AjaxベースのWebメール「Scalix」日本語版が発売

2007/03/12

 日本スケーリックスは3月12日、Linux上で動作し、Webベースのメールとグループウェア機能を提供する「Scalixバージョン11日本語版」の販売を開始した。同社Webサイトでダウンロード販売するほか、パートナーを通したライセンス販売やシステム構築を行う。価格は50ライセンスで79万5000円(税別)から。無償で利用できるオープンソースのコミュニティ版も提供する。

Outlookと同等の操作性をAjaxで実現

 Scalixは今回のバージョン11からUTF-8に対応し、マルチバイトの言語にも対応。
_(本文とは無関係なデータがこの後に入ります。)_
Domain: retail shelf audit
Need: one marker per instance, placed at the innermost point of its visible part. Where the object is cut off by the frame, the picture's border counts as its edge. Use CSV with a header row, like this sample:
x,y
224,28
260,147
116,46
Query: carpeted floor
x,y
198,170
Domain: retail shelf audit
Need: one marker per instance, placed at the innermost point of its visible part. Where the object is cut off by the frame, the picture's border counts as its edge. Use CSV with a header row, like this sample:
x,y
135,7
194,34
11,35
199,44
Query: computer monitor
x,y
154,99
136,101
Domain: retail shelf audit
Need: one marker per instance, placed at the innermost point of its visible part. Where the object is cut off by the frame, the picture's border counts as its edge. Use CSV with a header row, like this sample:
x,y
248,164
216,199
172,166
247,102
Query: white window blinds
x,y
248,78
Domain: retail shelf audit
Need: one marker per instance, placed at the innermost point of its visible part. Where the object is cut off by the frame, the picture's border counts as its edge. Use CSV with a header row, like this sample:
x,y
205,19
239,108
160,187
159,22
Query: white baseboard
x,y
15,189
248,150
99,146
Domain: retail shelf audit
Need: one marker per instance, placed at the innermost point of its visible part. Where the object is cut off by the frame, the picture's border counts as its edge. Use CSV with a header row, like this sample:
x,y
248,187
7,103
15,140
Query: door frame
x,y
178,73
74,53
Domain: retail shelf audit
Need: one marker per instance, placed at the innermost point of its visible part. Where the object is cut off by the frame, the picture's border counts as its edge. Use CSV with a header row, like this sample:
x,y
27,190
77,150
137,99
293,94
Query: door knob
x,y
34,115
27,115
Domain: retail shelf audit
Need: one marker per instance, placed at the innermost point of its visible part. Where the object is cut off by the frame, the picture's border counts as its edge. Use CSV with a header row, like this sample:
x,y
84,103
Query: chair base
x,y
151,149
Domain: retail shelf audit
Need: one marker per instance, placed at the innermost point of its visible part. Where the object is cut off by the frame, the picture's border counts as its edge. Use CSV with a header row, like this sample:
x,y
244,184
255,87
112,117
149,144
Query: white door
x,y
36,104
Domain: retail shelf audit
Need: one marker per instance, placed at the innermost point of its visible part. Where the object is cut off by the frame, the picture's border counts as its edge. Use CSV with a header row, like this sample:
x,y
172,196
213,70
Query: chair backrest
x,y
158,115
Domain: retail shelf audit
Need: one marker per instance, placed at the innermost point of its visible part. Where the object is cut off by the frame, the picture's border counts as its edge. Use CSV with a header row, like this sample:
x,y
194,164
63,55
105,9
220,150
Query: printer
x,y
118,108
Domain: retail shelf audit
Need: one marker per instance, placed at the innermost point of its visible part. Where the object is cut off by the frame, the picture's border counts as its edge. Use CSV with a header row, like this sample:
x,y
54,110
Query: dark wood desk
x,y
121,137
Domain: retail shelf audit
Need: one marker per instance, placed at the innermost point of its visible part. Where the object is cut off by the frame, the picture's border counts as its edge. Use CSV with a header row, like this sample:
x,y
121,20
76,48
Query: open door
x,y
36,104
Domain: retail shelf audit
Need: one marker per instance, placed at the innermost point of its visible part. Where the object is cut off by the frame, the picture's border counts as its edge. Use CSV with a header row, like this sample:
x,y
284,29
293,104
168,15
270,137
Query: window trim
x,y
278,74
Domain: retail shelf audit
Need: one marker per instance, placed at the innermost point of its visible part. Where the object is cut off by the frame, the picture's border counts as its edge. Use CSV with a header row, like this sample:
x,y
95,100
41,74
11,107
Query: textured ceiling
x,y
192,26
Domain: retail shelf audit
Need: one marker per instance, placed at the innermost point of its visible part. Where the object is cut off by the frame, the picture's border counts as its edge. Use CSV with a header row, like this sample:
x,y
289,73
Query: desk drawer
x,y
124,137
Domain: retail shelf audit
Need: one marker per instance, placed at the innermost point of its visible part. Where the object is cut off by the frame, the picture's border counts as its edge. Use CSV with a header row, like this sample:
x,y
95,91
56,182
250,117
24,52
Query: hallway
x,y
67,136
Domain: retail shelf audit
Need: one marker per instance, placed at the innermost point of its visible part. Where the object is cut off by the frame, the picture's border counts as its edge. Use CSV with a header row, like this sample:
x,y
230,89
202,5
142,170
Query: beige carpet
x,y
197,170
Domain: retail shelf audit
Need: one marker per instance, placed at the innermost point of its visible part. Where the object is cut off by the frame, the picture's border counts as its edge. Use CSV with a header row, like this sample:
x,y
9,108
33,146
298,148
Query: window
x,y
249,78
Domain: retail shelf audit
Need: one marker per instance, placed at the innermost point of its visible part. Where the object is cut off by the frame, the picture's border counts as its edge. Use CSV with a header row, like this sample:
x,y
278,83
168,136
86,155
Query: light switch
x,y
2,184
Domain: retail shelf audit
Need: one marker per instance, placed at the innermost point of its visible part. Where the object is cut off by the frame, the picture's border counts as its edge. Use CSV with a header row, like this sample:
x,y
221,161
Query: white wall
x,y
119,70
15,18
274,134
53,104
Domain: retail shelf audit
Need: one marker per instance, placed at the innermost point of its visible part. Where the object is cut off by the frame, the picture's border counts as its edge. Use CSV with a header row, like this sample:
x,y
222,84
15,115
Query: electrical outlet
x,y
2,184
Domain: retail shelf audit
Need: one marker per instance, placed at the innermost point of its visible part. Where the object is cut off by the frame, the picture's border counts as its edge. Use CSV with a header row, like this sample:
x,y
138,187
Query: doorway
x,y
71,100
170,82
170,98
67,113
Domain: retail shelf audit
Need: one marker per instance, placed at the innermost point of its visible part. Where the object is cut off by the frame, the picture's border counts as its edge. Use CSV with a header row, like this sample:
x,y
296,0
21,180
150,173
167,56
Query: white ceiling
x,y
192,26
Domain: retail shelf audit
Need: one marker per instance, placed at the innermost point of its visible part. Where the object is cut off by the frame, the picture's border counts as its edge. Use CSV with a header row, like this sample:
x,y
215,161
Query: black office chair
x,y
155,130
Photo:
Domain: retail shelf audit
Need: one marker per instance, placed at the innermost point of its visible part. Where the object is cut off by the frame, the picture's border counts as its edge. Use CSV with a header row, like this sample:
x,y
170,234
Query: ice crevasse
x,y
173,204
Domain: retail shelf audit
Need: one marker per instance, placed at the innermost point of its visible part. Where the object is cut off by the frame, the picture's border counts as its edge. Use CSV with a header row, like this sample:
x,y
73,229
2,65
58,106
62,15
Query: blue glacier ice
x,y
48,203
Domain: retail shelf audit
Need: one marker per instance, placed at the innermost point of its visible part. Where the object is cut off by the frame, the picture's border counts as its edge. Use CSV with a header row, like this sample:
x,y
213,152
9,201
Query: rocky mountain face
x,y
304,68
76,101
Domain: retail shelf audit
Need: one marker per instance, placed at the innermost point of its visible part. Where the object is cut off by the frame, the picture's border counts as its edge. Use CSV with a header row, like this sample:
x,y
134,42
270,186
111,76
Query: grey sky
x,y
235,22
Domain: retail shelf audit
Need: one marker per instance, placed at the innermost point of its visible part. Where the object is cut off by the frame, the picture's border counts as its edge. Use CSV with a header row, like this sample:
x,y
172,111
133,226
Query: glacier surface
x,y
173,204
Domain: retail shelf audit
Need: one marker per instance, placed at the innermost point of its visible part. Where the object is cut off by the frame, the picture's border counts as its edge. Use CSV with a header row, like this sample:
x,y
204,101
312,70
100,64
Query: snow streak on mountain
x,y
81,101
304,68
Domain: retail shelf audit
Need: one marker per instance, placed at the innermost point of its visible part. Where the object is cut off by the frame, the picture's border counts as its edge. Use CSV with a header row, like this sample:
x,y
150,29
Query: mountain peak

日本語化に当たっては、メニューやメッセージの日本語化だけでなく、全文検索インデックスの作成でも日本語に対応した。

 Scalixの前身は、2001年まで米ヒューレット・パッカードが開発、販売していた「HP OpenMail 7」。販売終了に伴いOpenMailのソースコードを米スケーリックスが買い取り、約2年をかけてWebブラウザに対応させた。会議室予約や会議参加者への一斉メールといったグループウェア的なスケジュール管理機能も加えた。

scalix01.jpg Scalixバージョン11日本語版。Windows上のIEを使ってアクセスした例。LinuxやMac OS、携帯電話からのアクセスもサポートする(クリックで拡大)
scalix02.jpg カレンダー機能。メンバー間で空き時間の調整ができる会議通知機能も備える(クリックで拡大)

 ScalixはExchangeサーバやLotusNotesR4〜R6を代替できるPOP3/IMAP対応のメールサーバで、Red Hat Enterprise Linux、SUSE LINUX Enterprise Server上で稼働する。LDAP、iCAL、MAPI、SSL、HTTPなど標準的なプロトコルに対応し、既存のウィルス対策、スパム対策ツールとの併用も可能。SOAP、RESTなどWebサービスのAPIも提供し、既存のシステムとの連携もできる。また、J-SOX対応を見据え、メールのログや管理画面操作のログも保存できるようにした。

 メールクライアントにはOutlookや通常のメールソフトが使えるほか、Ajaxを活用したWebインターフェイス「Scalix Web Access」も提供する。ファイルのドラッグ&ドロップや、コントロールキーやシフトキーによる複数メールの選択、削除・移動などもでき、OutlookやBecky!のような3ペイン構成のメールソフトとほぼ同等の操作感を実現している。また、1、2カ月後にはフルブラウザ対応の携帯電話向けインターフェイスの提供も予定している。

 1サーバ当たり約5000ユーザーをサポート。複数サーバによるクラスタリングが可能で、数人レベルのSOHOから、数万人規模の組織まで対応できるという。

 ライセンス形態は3種類。「Scalixエンタープライズエディション」は複数サーバ構成をサポートし、25プレミアユーザーから1ユーザー単位でライセンスを購入できる。50プレミアユーザーで79万5000円(税別)、100プレミアユーザーで159万円(税別)など。ただし、翌年から年間利用料として、それぞれ13万2000円(税別)、26万4000円(税別)がかかる。プレミアユーザーはメール機能や個人スケジュール管理に加えて、グループスケジュールやパブリックフォルダ機能が使える。例えば学校で導入する場合、50人の教員分のライセンスをプレミアムユーザーとして購入すれば、生徒のメール利用に関しては何人でも無制限、無期限のスタンダードユーザーとして利用できる。

 「Scalixスモールビジネスエディション」はシングルサーバ構成のみをサポート。50プレミアユーザーから25ユーザー単位でライセンスを提供する。50プレミアユーザーで16万4000円(税別)、100プレミアユーザーで65万8000円(税別)など。ただし、翌年から年間利用料として、それぞれ8万2000円(税別)、16万4000円(税別)がかかる。

 「Scalixコミュニティエディション」は、25プレミアムユーザー、シングルサーバのみという制限はあるが、無償でダウンロードして利用できるもの。現在、米国のユーザーを中心に約2000人が開発者コミュニティで活動をしており、技術的な情報交換やドキュメントの整備などを行っているという。